O rapaz estava com fones nos ouvidos, mas João Marcos não percebeu. E, com os braços estendidos para o alto e as mãos crispadas, soltou um berro que a rua inteira ouviu:

- Será que alguém pode me dizer as horas, pelo amor de Deus!?

Todos imediatamente viraram as cabeças em sua direçao. O rapaz arregalou dois olhos do tamanho de frigideiras e respondeu atordoado:

- São... São... São quinze pras sete.

Mas quando João Marcos voltou a olhar para o outro lado da rua, a criatura não estava mais lá. O ônibus chegou e ele embarcou debaixo dos comentários injuriosos dos que também aguardavam o coletivo. Diziam, entre outras coisas, que os viciados hoje em dia usam terno e gravata e se drogam às sete da manhã.

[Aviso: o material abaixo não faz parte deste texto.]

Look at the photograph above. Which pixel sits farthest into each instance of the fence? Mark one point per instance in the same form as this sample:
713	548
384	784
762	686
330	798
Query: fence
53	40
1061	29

Chegou ao trabalho branco como um toco de vela virgem e sentou em sua estação de trabalho sem cumprimentar ninguém. Todos estranharam aquela atitude do sempre falante João Marcos. Percebeu então que precisava disfarçar seu estado de espírito, pois do contrário seria obrigado a explicar todo o acontecido. E quem, em sã consciência, não lhe consideraria - como posso eufemizar – um desprovido de discernimento cognitivo? Enfim, sorriu, cumprimentou, entrou no papo, contou piada, falou do Big Brother, do jogo do Vasco, da corrupção, do crime hediondo da semana e sentiu-se bem novamente. Mas depois de alguns minutos aquela “imgem da besta” retomou seus pensamentos. Pensou em desabafar com alguém, mas quem? Bom, alguém que a princípio acreditaria em seu relato. Não podia ser o Leonardo, que jurava de pé junto que o homem não foi à lua, que a bomba atômica não existiu, que Paul Mccartney é um sósia e que a Terra não gira em torno do Sol. Mas acreditar só também não bastava. O David, que era evangélico, iria dizer que se tratava de um demônio que precisava ser exorcizado. Já a Paulinha, kardecista, diria que se tratava de um mestre espiritual vindo de outro plano. O Marcão, auto-denominado “macumbeiro”, ia dizer que se tratava de um exú pedindo uns trabalhos. Ah, e ainda tinha a Zildete, metida a psicóloga, que com certeza interpretaria a criatura como algum desejo sexual reprimido que João Marcos sentia pela mãe. Pra ela, no frigir dos ovos, todo mundo queria comer a mãe. Então, resolveu deixar como estava.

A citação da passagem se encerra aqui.